Yea, I know, that is a bit deep for me too, but basically what we are saying is ITS ALL IN YOUR HEAD. Cash in the bank, the value of your house, the value of that PATENT on a super cool new invention. Wealth is the idea that over time, you will be able to pay for the things that you and your family need. But what if the US dollar crashes? What is the value of home continues to decrease. So the TRADITIONAL idea of RICH and WEALTH can dissipate very quickly.
Then the article talks about CASH FLOW, and how everyone thinks real estate is an easy bet, surefire way to make money in the longterm. But its all about RISK PREMIUMS – or risk vs. reward. When everyone is thinking the economy is great, people will have jobs to pay their rents, and rent prices will increase – real estate investors push prices of houses / buildings higher – EXPECTING that they will get a higher, and stable income / cashflow of rental income.
Well, as we have seen with the real estate market, its not that easy, and there has to be
1) someone ahead of you that will buy your house for more then you paid for it (minus the cost of borrowing the money, and the cost of the inflation of money)

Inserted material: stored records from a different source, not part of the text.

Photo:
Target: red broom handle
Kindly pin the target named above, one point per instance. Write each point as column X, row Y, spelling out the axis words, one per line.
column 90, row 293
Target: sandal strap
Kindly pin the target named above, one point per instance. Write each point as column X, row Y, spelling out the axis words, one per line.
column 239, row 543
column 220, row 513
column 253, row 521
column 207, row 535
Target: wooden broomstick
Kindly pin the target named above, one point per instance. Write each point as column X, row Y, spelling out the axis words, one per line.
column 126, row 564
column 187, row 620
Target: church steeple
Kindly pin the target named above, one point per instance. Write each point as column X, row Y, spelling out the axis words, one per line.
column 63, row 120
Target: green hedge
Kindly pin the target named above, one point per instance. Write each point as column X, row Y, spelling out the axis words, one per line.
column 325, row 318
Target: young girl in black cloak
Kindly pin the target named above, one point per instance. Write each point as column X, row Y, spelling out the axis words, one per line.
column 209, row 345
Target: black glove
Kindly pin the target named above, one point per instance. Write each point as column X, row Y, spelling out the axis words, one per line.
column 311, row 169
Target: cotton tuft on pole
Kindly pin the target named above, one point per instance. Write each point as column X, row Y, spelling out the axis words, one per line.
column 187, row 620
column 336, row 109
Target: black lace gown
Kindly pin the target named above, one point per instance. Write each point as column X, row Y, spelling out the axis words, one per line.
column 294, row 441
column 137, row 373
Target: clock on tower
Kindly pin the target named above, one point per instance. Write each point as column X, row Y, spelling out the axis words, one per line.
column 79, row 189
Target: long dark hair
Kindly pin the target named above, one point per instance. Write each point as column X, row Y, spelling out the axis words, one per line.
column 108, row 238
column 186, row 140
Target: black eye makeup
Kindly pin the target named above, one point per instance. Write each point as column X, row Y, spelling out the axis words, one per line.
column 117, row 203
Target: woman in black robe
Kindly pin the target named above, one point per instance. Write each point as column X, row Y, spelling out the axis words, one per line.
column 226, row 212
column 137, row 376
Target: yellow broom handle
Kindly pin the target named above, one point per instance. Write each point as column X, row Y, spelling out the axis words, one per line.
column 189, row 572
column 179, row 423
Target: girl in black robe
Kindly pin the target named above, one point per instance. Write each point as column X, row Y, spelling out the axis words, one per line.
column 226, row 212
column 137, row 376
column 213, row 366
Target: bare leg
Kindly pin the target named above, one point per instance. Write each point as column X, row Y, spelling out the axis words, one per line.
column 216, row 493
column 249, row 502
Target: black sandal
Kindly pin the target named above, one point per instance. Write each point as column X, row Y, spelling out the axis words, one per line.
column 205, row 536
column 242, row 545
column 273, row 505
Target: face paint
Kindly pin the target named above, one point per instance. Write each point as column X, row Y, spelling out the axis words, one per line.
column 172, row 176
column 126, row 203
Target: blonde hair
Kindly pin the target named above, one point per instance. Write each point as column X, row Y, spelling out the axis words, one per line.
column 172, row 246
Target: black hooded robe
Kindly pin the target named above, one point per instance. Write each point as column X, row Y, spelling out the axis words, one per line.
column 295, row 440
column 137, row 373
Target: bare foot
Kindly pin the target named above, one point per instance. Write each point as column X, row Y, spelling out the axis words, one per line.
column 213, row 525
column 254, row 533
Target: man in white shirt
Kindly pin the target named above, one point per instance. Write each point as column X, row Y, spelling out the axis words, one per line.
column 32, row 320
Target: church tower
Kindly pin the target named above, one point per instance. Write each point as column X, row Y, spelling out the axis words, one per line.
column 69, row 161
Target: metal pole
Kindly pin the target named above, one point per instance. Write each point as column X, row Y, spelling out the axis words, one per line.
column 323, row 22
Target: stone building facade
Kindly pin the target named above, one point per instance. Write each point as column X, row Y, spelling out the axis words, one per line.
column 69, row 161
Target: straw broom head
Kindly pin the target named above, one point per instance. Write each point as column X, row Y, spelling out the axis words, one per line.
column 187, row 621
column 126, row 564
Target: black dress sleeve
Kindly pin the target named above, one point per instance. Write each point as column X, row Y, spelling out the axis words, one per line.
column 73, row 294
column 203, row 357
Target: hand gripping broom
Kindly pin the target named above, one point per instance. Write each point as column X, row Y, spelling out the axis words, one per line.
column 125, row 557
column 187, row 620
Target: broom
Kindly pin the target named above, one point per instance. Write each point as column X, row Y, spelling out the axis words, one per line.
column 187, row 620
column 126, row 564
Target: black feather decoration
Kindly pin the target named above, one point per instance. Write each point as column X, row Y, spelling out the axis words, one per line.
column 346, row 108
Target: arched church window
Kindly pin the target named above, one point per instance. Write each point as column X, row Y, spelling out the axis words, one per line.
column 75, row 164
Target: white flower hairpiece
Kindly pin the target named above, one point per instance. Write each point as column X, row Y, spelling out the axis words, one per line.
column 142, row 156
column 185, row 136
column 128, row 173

2) someone will rent it from you, and pay the rent on time, and pay the rent that is higher then your costs of maintaining it.
Actually, I think the same thing is happening right now in the Chinese real estate market – THE PRICES HERE IN CHINA HAVE SKY-ROCKETED. And I keep hearing from more and more chinese businessman that they CANNOT LOSE, and that the prices will keep going up. And they do not want to waste money on paying rent to someone else….they want to earn the rent for themselves. These are all signs to me that a crash in the market is near.
Anyway, I don’t want this to be too technical, but my point is, WEALTH IS ALL IN YOUR MIND. Based on what YOU PREDICT the future to be. And if you say its not your prediction, then yes, maybe you’re right, its the HERD, the market’s prediction of the future. And you cannot for sure control a herd of mindless sheep, that get scared and run as soon as they hear something bad coming up ahead.
And of course i’m not saying SPEND ALL YOUR MONEY NOW, and don’t save. But I am thinking, and also tryin to get into that mindset, that richness is not really cash in the bank – but how you live your life, and living the life you want to live. Being able to secure that lifestyle, for the longterm, with some cushion in case you hit a speedbump along the way.
That, my friend, is what we should call wealth!